Metallica, Run-DMC up for Rock and Roll Hall of Fame

NEW YORK (Reuters) - Hip Hop group Run-DMC, heavy metal band Metallica and musician/songwriter Bobby Womack are among nine nominees announced on Monday vying for five spots in the Rock and Roll Hall of Fame.

Hip-hop artist Reverend Run of Run DMC waits backstage before the Betsey Johnson fall collections 2007 during New York Fashion Week, February 6, 2007. REUTERS/Finbarr O'Reilly

Guitarist Jeff Beck, disco and R&B band Chic, rock and roll singer Wanda Jackson, doo-wop group Little Anthony and the Imperials, rock band The Stooges, and the California funk band War were also nominated.

Artists become eligible for the Hall of Fame 25 years after the release of their first single or album and are represented in an exhibition at the Rock and Roll Hall of Fame and Museum in Cleveland, Ohio.

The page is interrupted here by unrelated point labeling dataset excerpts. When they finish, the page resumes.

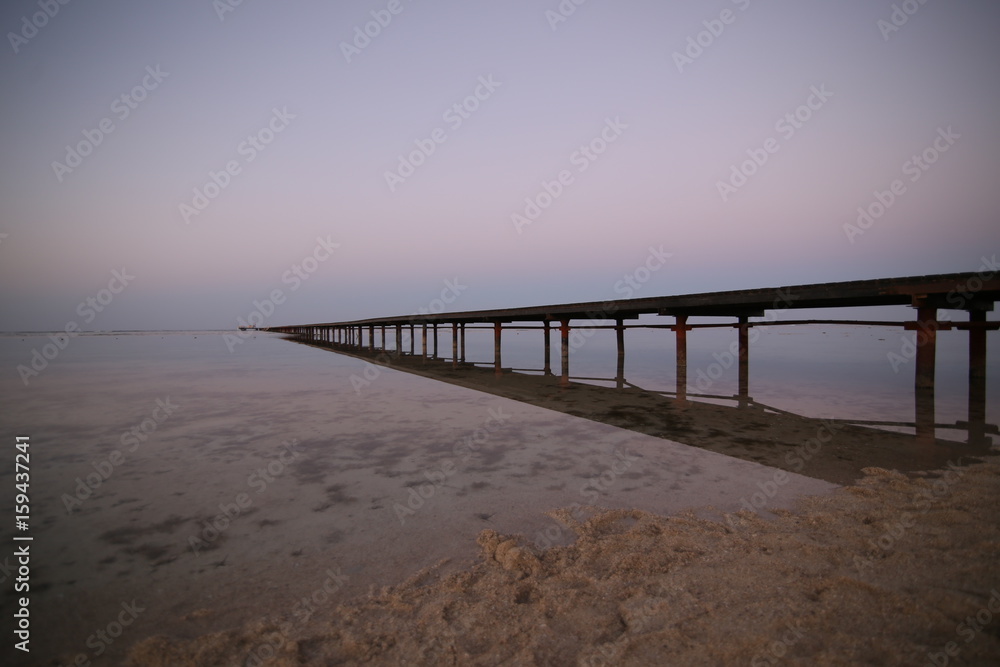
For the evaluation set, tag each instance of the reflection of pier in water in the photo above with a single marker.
(675, 415)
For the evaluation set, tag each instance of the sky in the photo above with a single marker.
(182, 165)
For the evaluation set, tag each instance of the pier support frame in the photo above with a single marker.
(547, 329)
(564, 353)
(977, 377)
(423, 339)
(744, 361)
(620, 339)
(497, 363)
(680, 333)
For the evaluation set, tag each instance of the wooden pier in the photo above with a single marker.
(974, 293)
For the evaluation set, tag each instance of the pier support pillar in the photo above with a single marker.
(744, 353)
(564, 344)
(462, 343)
(547, 329)
(620, 338)
(977, 377)
(423, 337)
(497, 331)
(926, 334)
(680, 332)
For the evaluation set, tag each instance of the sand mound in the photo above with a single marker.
(884, 572)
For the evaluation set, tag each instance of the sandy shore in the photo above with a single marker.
(895, 570)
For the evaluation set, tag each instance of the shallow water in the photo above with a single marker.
(140, 442)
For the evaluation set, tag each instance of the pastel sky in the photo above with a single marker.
(308, 114)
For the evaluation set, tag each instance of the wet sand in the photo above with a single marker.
(892, 571)
(384, 482)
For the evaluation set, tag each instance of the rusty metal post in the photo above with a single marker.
(548, 353)
(497, 330)
(680, 332)
(620, 339)
(926, 334)
(564, 343)
(977, 377)
(744, 352)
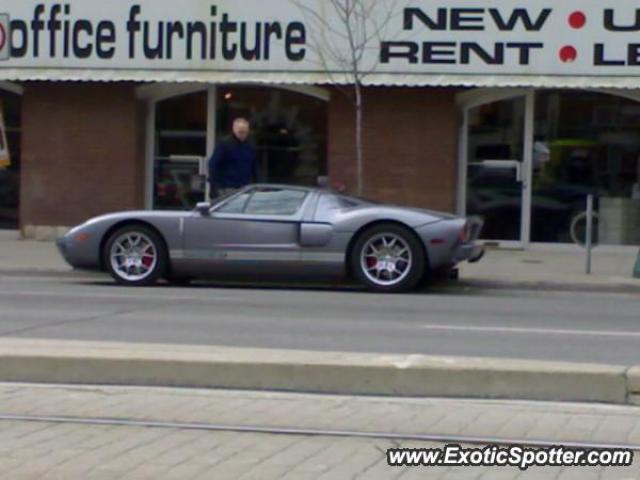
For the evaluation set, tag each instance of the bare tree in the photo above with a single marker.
(345, 36)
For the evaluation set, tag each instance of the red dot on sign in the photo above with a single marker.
(568, 54)
(577, 20)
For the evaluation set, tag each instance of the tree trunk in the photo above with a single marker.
(359, 146)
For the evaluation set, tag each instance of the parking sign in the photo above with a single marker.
(4, 36)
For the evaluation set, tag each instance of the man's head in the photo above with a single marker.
(241, 129)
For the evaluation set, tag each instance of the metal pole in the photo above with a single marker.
(589, 239)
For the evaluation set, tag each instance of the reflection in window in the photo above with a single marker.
(275, 202)
(586, 143)
(289, 131)
(181, 133)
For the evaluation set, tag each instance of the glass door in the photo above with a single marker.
(496, 154)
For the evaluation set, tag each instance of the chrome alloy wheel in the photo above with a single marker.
(133, 256)
(386, 259)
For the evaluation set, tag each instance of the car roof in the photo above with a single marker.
(282, 185)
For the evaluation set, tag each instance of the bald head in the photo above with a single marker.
(241, 129)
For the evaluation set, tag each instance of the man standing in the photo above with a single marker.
(234, 163)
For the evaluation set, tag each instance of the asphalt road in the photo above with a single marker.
(584, 327)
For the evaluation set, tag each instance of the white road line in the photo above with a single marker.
(143, 295)
(539, 331)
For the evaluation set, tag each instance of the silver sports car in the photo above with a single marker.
(276, 230)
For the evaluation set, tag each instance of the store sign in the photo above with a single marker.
(304, 40)
(4, 37)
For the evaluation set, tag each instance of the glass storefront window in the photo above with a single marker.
(180, 138)
(10, 175)
(586, 143)
(495, 158)
(289, 130)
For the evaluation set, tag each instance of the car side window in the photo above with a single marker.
(275, 201)
(236, 204)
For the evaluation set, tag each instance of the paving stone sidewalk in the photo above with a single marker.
(41, 450)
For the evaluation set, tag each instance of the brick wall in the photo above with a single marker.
(82, 152)
(410, 145)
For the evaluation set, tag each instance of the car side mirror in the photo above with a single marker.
(204, 209)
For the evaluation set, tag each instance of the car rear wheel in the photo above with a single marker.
(388, 258)
(135, 256)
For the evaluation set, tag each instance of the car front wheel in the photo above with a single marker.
(135, 256)
(388, 258)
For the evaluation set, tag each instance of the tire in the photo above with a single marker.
(135, 256)
(398, 265)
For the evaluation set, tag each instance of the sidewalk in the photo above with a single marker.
(533, 269)
(227, 444)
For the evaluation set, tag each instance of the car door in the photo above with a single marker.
(254, 231)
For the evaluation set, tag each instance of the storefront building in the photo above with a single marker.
(514, 114)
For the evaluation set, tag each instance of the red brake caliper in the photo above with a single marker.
(147, 261)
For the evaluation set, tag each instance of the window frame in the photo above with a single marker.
(252, 191)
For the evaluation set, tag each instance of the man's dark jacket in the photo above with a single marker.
(233, 164)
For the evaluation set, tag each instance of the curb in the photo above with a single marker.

More than 500 music industry professionals will choose five of the nominees for the 24th annual induction on April 4 in Cleveland. The inductees will be announced in January.

New York hip hop group Run-DMC are credited with setting the “template for modern hip-hop, from their everyday-teenager style to their blazing live shows to a catalogue of classic songs that few rappers have matched,” the Hall of Fame Foundation said in a statement.

Founded in the 1980s by Joseph “Rev. Run” Simmons, Darryl “DMC” McDaniels and Jason “Jam Master Jay” Mizell, the group’s hits include “It’s Like That,” “It’s Tricky” and “Walk This Way,” their collaboration with Aerosmith.

Los Angeles band Metallica -- founded by vocalist James Hetfield and drummer Lars Ulrich -- rose “to become the most successful and acclaimed heavy metal band of their era - a position they’ve consistently held for over a quarter century,” the foundation said.


Womack’s career spans 55 years, beginning with the Womack Brothers. “Womack is a triple-threat: prolific solo artist, landmark session guitarist and master songwriter,” the foundation said.

He wrong songs including “Chain Of Fools,” performed by Aretha Franklin; Wilson Picket’s “I’m a Midnight Mover,” and Janis Joplin’s “Trust Me.”

Beck, who was inducted into the Hall of Fame in 1992 as a member of the Yardbirds, is “one of the most influential guitarists in rock and roll,” the Foundation said.

He played with the Yardbirds in 1965/66 and then went on to perform solo and with the Jeff Beck Group, which he formed in 1968 with Rod Stewart and Ron Wood. Rolling Stone magazine has ranked him the 14th greatest guitarist of all time.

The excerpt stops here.